Kitap Tanıtımı |
Daha önceki serüvenlerde tarih öğretmeni kimliğiyle bildiğimiz dayıları Serkan Bey, Ece ile Ardaya Kapadokyanın kısa tarihçesini anlatıyordu:
Kapadokya milattan önce iki bininci yılının ortalarına doğru Kızılırmak yayı içinde bir devlet kuran Hititler tarafından yönetildi. Daha sonra bir imparatorluğa dönüşen bu devlet Kuzeybatıdan gelen Deniz Kavimleri tarafından yıkılınca ayrı ayrı küçük devletçiklere dönüşen Hitit beyliklerinin yönetimine geçti.

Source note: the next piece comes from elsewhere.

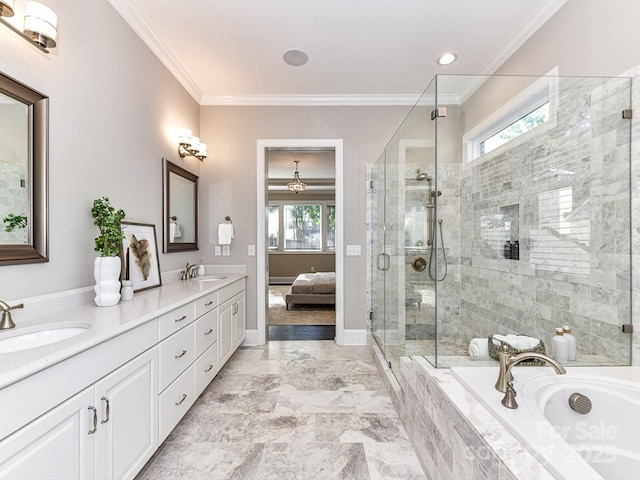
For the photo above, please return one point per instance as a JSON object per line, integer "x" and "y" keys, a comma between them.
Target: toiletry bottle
{"x": 507, "y": 250}
{"x": 560, "y": 347}
{"x": 571, "y": 342}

Milattan önce 550 yılına doğru Pers kralı Kyros Orta ve Doğu Anadoluyu fethedince Kapadokya dediğimiz bölge de bugünkü İranlıların ataları sayılan Perslerin yönetimine girdi.
İşte Güzel Atlar Ülkesi anlamına gelen bu Kapadokya adı da eski Pers dilindeki Katpatuka sözcüğünden kaynaklanıyor.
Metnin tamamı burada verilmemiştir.